Die Kängurus (Macropodidae) sind eine Familie aus der Beuteltierordnung Diprotodontia. Sie zählen sicherlich zu den bekanntesten Beuteltieren. In Abgrenzung zu den Rattenkängurus, die heute als eigene Familie betrachtet werden, werden die Macropodidae auch als Echte oder Eigentliche Kängurus bezeichnet.

Verbreitung

Kängurus kommen in Australien und Neuguinea sowie auf verschiedenen vorgelagerten Inseln vor.

Beschreibung

Rote Riesenkängurus

Nicht alle Arten entsprechen unserer gängigen Vorstellung eines Kängurus: auffälligstes Kennzeichen fast aller Arten sind die großen hinteren Gliedmaßen, die deutlich größer sind als die vorderen. Nur bei den Baumkängurus, die sich an das Leben in den Bäumen angepasst haben und sich nicht mehr hüpfend fortbewegen, sind die Gliedmaßen annähernd gleich lang. Der Schwanz ist lang, muskulös und meistens behaart, er wird oft als Stütze oder zur Balance benutzt. Die Arten ähneln sich hinsichtlich des Körperbaus, unterscheiden sich jedoch beträchtlich in ihrer Größe. So erreicht das Zottel-Hasenkänguru oft nur 1 bis 2 kg Körpergewicht, während das Rote Riesenkänguru 90 kg schwer werden kann.

Der Kopf ist relativ klein und langgestreckt, die Ohren sind groß. Wie alle Diprotodontia sind die unteren zwei Schneidezähne vergrößert, beim Zubeißen treffen sie auf eine harte Stelle im Gaumen hinter den oberen Schneidezähnen.
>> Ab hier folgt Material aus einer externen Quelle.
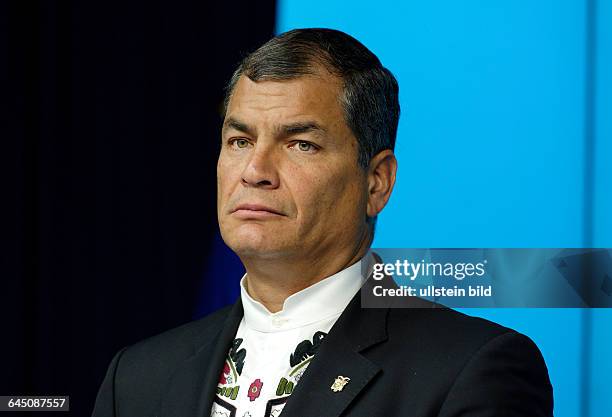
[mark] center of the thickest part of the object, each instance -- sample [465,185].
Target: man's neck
[271,282]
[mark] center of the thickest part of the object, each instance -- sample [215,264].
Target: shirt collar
[324,299]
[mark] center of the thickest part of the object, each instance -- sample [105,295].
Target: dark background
[109,145]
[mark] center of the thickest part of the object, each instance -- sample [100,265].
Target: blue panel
[491,135]
[491,146]
[602,222]
[557,333]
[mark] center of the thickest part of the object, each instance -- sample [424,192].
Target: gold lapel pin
[339,383]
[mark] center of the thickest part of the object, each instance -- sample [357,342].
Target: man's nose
[261,168]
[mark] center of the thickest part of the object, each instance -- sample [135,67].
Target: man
[306,164]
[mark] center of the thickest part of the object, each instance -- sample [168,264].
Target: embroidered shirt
[271,351]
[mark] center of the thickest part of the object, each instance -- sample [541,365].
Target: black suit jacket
[427,361]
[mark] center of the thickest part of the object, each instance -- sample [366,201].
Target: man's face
[288,181]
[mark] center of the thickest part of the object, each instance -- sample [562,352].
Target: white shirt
[271,351]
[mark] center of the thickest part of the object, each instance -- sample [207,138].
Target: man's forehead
[304,103]
[303,91]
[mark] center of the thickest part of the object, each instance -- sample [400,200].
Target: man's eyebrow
[301,127]
[235,124]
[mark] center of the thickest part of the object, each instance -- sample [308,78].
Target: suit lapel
[191,390]
[339,355]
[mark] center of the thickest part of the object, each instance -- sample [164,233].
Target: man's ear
[381,179]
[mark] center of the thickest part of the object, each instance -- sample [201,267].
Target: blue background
[503,142]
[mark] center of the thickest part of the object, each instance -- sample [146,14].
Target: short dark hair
[370,96]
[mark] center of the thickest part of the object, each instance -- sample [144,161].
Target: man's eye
[240,143]
[305,146]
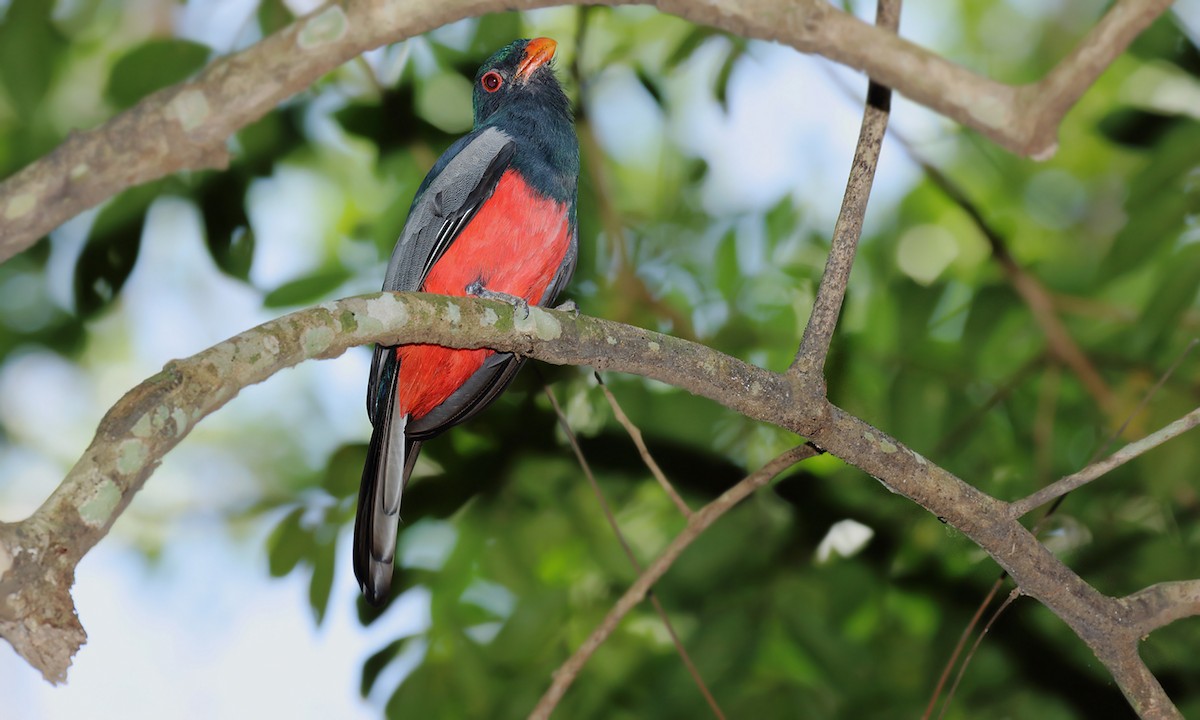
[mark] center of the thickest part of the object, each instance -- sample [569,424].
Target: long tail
[390,460]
Diese Anordnung sorgt dafür, dass auch hartes Pflanzenmaterial abgerupft werden kann und findet sich in ähnlicher Form auch bei manchen Paarhufern. Die Eckzähne fehlen oder sind stark zurückgebildet. Die Backenzähne kommen nicht gleichzeitig, sondern nacheinander aus dem Zahnfleisch, erst wenn die vorderen abgenutzt sind und ausfallen, und wandern dann im Mund nach vorne.

Die Vorderpfoten haben fünf Finger und dienen zur Nahrungsaufnahme und zum Abstützen. Bei den hinteren Gliedmaßen fehlt die erste Zehe und die zweite und dritte sind zusammengewachsen (wie bei allen Diprotodontia), die vierte Zehe ist die kräftigste, die fünfte ist mittelgroß.

Lebensweise

Kängurus bewohnen unterschiedliche Lebensräume: neben Steppenbewohnern gibt es auch Arten im Bergland, die Baumkängurus leben sogar auf Bäumen. Im Allgemeinen sind Kängurus eher nachtaktiv, manchmal kann man jedoch Exemplare tagsüber beobachten. Viele Arten leben in Gruppen ohne deutliche Sozialstrukturen.

Fortbewegung

Datei:Känguru-langsam.jpg
Bei langsamer Geschwindigkeit verwenden Kängurus alle vier Gliedmaßen und den Schwanz

Je nach Geschwindigkeitsbedürfnis kennen die Kängurus zwei Arten der Fortbewegung: Bei hohem Tempo springen sie nur mit den Hinterbeinen, der Schwanz bleibt in der Luft und dient der Balance. Auf dieses Weise können sie eine Geschwindigkeit von 50 km/h erreichen und bei Riesenkängurus sind diese Sätze oft 9 m lang. Bei langsamer Gangart benutzen Kängurus "fünf Gliedmaßen": sie landen auf den Vorderpfoten und dem Schwanz und drücken sich mit den Hinterbeinen weiter. Die hüpfende Fortbewegung ist bei hoher Geschwindigkeit sehr effizient. Dank spezieler hoch elastischer Muskelbänder können sie ohne großen Energieaufwand schnell vorankommen, was bei einem trockenen Klima und teils dürftigem Nahrungsangebot von Vorteil ist. Bei niedriger Geschwindigkeit jedoch ist dieser Bewegungsablauf aber wieder ineffizienter und energieaufwendig. Erstaunlicherweise können sich Kängurus nicht rückwärts fortbewegen.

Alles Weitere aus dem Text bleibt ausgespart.